We always enjoy seeing a great application of 3D printing and found a good one today: 3D printed geodesic dome joints from “hubs”.
The folks behind the project, Chris Jordan and Mike Paisley, used 3D printing to prototype the unique joints used in this design. They’re now seeking funds to create injection molds and go to mass production, meaning this is a project that likely could not have initiated without the availability of 3D printing.
The geodesic domes are simply a network of sticks connected at six-axis universal joints. The design by hubs is very interesting because it enables very easy assembly of the dome due to its snap-tight subcomponents and pivotal movements. You simply screw a piece onto the end of a stick, and then snap that piece into the six-axis hub. The stick can then pivot. They say a dome can be easily made in less than an hour using their kit.
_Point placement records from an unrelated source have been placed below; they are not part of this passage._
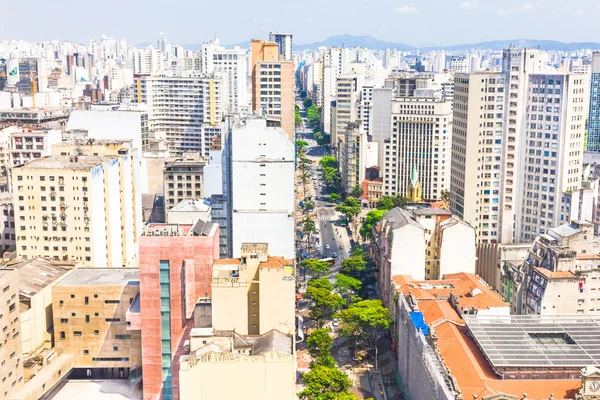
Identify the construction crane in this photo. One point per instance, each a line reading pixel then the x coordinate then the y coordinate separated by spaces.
pixel 32 83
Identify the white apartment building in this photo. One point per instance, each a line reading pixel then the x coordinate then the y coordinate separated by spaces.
pixel 180 107
pixel 420 138
pixel 233 63
pixel 477 150
pixel 353 159
pixel 80 206
pixel 262 187
pixel 553 149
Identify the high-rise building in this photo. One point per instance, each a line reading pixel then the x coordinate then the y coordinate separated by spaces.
pixel 90 309
pixel 420 137
pixel 185 111
pixel 170 284
pixel 593 136
pixel 234 64
pixel 79 207
pixel 284 42
pixel 10 352
pixel 262 187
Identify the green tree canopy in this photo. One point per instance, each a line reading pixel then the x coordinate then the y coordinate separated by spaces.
pixel 328 161
pixel 319 344
pixel 354 266
pixel 350 207
pixel 324 383
pixel 325 304
pixel 315 267
pixel 357 191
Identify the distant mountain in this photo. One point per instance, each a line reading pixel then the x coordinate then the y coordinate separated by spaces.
pixel 368 42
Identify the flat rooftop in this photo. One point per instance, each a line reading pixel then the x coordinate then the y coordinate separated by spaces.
pixel 102 277
pixel 525 341
pixel 70 162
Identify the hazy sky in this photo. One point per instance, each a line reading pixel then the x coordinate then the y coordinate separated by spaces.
pixel 414 22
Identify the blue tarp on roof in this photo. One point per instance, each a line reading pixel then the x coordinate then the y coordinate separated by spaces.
pixel 419 322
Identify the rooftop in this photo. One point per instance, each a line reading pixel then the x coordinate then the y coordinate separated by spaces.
pixel 70 162
pixel 35 274
pixel 525 341
pixel 102 277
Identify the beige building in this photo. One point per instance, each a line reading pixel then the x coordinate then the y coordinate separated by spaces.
pixel 90 308
pixel 79 206
pixel 11 366
pixel 252 283
pixel 183 179
pixel 244 332
pixel 273 84
pixel 36 279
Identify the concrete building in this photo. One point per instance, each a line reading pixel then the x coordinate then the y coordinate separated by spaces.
pixel 79 207
pixel 233 63
pixel 353 157
pixel 251 315
pixel 185 111
pixel 284 42
pixel 121 122
pixel 593 132
pixel 273 85
pixel 7 222
pixel 262 187
pixel 89 308
pixel 398 248
pixel 421 138
pixel 183 179
pixel 189 212
pixel 37 277
pixel 11 369
pixel 171 283
pixel 30 144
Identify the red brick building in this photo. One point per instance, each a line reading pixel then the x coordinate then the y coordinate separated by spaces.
pixel 175 270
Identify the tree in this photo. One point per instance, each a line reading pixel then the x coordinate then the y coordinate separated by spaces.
pixel 357 191
pixel 320 283
pixel 315 267
pixel 319 345
pixel 354 266
pixel 325 303
pixel 325 383
pixel 347 286
pixel 328 161
pixel 370 220
pixel 350 207
pixel 370 316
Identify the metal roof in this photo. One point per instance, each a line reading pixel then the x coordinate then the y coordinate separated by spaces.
pixel 567 341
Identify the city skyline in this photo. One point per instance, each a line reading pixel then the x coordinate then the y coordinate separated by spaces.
pixel 395 21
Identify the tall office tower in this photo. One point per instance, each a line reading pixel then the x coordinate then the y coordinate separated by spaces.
pixel 353 156
pixel 182 110
pixel 233 63
pixel 284 42
pixel 273 85
pixel 82 205
pixel 344 109
pixel 261 198
pixel 477 153
pixel 552 145
pixel 593 138
pixel 421 139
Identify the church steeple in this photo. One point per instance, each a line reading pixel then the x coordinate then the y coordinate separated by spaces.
pixel 414 190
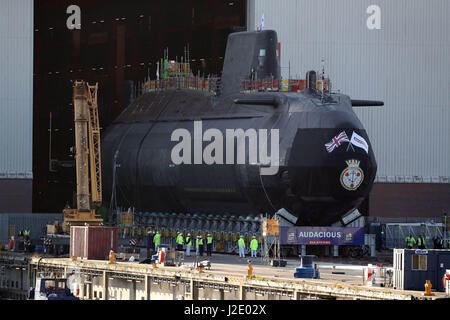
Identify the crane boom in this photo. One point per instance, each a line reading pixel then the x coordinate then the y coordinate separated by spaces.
pixel 87 157
pixel 94 143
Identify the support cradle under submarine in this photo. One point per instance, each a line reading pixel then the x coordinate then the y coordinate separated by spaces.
pixel 321 175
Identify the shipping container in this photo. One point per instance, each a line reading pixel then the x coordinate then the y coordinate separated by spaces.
pixel 413 267
pixel 95 243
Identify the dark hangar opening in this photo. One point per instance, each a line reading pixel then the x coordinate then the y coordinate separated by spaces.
pixel 118 45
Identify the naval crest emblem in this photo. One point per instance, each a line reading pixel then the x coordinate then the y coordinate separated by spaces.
pixel 352 176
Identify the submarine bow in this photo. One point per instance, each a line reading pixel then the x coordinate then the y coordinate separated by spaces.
pixel 318 159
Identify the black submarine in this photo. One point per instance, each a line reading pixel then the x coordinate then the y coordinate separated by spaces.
pixel 306 152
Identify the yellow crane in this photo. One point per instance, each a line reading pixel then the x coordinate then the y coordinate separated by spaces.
pixel 87 158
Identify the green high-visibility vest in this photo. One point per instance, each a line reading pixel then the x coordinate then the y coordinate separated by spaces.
pixel 157 239
pixel 254 244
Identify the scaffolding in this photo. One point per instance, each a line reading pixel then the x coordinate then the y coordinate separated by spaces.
pixel 271 239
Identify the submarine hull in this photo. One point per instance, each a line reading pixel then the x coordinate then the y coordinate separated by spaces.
pixel 309 180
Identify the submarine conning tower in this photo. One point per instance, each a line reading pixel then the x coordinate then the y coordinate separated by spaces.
pixel 250 56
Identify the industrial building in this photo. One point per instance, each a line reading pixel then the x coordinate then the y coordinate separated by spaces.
pixel 403 62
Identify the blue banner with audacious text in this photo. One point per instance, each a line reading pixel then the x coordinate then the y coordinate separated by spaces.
pixel 322 235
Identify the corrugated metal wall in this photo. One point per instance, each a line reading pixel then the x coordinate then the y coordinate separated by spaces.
pixel 16 89
pixel 406 64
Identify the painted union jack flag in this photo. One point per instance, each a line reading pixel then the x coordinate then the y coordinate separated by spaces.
pixel 336 141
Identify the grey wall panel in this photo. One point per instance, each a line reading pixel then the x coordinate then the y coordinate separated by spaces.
pixel 16 88
pixel 406 64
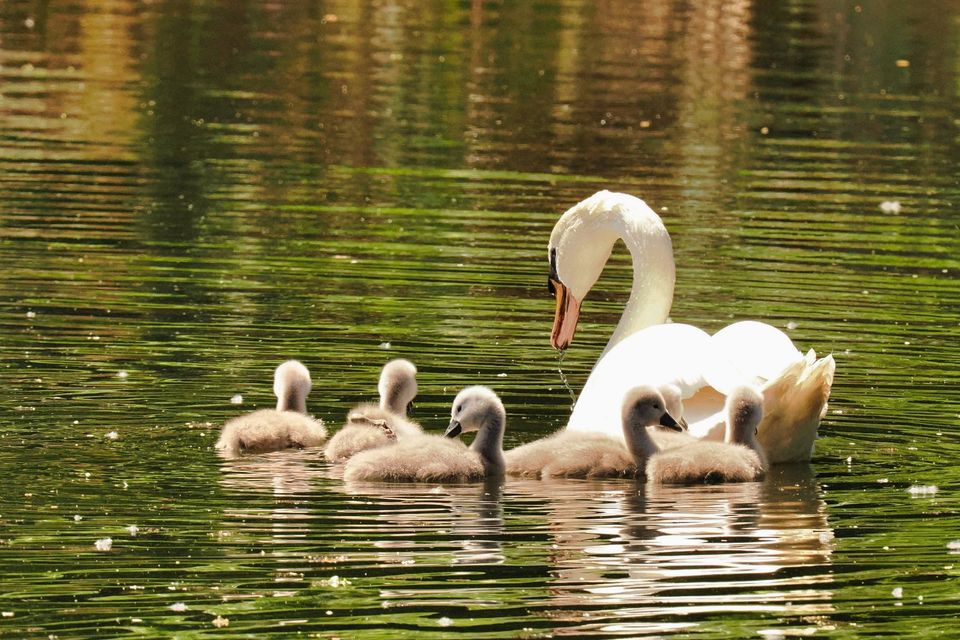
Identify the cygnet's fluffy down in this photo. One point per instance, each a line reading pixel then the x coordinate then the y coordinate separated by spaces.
pixel 571 454
pixel 582 454
pixel 368 425
pixel 271 430
pixel 424 458
pixel 430 458
pixel 713 462
pixel 286 427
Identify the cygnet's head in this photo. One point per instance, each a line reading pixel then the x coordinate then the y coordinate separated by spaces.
pixel 473 409
pixel 673 397
pixel 398 385
pixel 291 384
pixel 644 406
pixel 744 411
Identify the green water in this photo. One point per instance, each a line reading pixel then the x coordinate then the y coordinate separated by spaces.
pixel 192 192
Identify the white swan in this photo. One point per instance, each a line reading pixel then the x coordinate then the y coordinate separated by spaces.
pixel 286 427
pixel 643 349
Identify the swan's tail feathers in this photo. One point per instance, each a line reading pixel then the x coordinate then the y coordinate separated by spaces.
pixel 794 403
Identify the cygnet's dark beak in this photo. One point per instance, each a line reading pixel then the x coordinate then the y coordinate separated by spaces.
pixel 667 420
pixel 454 429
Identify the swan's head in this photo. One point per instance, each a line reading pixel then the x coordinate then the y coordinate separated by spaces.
pixel 291 385
pixel 643 407
pixel 473 409
pixel 673 398
pixel 398 386
pixel 580 246
pixel 744 411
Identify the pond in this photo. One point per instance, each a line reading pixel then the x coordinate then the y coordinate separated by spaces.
pixel 192 192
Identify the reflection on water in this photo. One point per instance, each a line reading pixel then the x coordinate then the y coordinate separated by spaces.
pixel 618 558
pixel 192 192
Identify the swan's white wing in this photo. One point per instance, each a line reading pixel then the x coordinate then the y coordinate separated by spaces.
pixel 747 352
pixel 655 355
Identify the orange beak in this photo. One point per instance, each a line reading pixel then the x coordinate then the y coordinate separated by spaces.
pixel 565 320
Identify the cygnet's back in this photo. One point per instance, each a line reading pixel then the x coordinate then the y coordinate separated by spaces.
pixel 432 458
pixel 286 427
pixel 368 425
pixel 712 462
pixel 583 454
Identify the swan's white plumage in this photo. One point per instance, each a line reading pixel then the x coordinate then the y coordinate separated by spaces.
pixel 584 454
pixel 795 387
pixel 661 354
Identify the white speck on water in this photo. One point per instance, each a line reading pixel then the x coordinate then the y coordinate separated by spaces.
pixel 334 581
pixel 890 206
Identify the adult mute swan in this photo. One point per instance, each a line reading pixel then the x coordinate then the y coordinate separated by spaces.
pixel 643 349
pixel 286 427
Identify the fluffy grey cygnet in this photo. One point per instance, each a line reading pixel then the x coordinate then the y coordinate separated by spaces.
pixel 368 425
pixel 432 458
pixel 286 427
pixel 583 454
pixel 738 459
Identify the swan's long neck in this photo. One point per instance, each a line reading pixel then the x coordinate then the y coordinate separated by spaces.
pixel 489 443
pixel 654 274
This pivoting permits the dome to be mostly assembled on flat ground, and then when mostly complete, it can be pushed up like a tent when the bottom edge is connected. Thus you can do most of the work on the ground without using a ladder, as you must do with other “fixed” joint approaches.
The prototyping for this design was 3D printed in strong nylon, necessary for the snap-fit feature, by London-based Digits2Widgets, who often assist projects with unusual 3D printing requirements.
At this point, hubs has launched a Kickstarter campaign to move their idea to the next level. They’re hoping to raise £12,000 (USD$19K) for injection molds, which would enable mass production and a significant lowering of per-unit production costs. In other words, they can grow significantly.
For now, however, you can order a beta-test hubs kit for as little as £60 (USD$94), but the price is set to more than double as the project unfolds and additional sales orders are placed.